Would that terrible act be an abomination only to the actual perpetrators, but in each succeeding generation become less & less terrible until God finally likes it?   If 100 years from now the great-grand daughter of a Satanist was to learn that the portrait of Jesus above the mantel was really a portrait of someone named Charles Manson, should she just shrug it off because she doesn’t think of it that way or because her mom always loved the painting?  It’s a simple answer for us as older adults because in our timeline we can remember who Charles Manson was and remember the symbolism of that swastika on his forehead.  For her, however, the painting’s origin or symbolism would all be meaningless.  In her world there is no memory of someone named Charles Manson and the origin of the symbol on his forehead that people 180 years earlier used to call “Nazi” would have no bearing on how she would feel about the painting.  Were you to ask her about the painting, she would tell you that to her this is still a portrait of her Savior and she feels His presence whenever she walks in the room.
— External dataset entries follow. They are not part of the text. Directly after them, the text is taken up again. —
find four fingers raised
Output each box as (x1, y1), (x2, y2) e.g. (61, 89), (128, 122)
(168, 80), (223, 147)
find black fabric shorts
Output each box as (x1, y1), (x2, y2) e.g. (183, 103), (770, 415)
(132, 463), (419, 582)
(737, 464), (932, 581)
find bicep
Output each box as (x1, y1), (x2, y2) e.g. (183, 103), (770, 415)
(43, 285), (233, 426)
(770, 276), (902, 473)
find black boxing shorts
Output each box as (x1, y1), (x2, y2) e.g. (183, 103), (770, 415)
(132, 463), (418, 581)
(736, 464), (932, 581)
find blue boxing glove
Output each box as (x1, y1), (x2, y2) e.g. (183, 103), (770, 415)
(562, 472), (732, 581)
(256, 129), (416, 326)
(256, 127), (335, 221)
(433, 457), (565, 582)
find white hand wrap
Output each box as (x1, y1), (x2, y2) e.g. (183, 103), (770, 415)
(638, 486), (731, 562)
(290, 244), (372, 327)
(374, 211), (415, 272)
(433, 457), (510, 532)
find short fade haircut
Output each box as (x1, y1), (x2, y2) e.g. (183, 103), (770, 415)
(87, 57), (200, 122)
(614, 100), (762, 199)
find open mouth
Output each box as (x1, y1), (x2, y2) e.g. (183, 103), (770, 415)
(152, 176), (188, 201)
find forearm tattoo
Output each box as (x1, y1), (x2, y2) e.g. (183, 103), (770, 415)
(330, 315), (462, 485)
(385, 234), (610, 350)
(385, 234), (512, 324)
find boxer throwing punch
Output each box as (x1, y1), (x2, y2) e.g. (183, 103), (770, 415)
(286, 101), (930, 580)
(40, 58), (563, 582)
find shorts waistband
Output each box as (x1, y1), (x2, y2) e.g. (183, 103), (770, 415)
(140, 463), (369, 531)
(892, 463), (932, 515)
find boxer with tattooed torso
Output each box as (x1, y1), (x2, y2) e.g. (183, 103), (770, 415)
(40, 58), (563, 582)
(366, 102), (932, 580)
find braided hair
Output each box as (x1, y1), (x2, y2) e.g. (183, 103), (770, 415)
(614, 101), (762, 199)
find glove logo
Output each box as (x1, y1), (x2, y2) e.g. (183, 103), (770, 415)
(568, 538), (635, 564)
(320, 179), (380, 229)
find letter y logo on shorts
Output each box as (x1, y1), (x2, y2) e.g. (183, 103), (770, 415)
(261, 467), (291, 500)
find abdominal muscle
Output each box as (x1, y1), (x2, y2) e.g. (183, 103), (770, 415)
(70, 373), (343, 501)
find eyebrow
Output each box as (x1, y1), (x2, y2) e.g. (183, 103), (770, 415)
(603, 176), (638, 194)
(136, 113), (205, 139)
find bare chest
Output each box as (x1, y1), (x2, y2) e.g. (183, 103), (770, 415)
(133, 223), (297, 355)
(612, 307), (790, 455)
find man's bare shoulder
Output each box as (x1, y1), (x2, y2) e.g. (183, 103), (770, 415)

The cross on His forehead reminds her of Christ crucified, and how what He did on that cross should always be on the forefront of our minds.  So she’ll keep the painting of Jesus, that both her mom and grandmother also loved, right where it is and so will her children because to her the painting’s origin really doesn’t matter.  What’s most important to her is how it draws her closer to Jesus and how she feels about the painting.  What she should consider though, is how God feels about the way His Son is portrayed in that painting and what God’s memories are of events in the 20th century.  God has a memory which we need to consider when trying to honor Him.  How He feels about something that is evil doesn’t center on how we feel about the same thing.

God has a memory.  Those who are His want to honor and worship Him in truth as He commanded us.   According to His Word, how we choose to do so is important to Him.  God tells us not to learn the ways of the heathen (Jer.10:2) or inquire about how pagan nations serve their gods. “You shall not worship the Lord your God in that way” (Deut. 12:31).

The broad, easy path that this world loves is paved with good intentions, but it leads to destruction.  The decisions we make in life as Christians aren’t to be based on how we feel or Mom feels or how our church feels, but how God feels.  That’s what you do to truly honor the one you love above all others.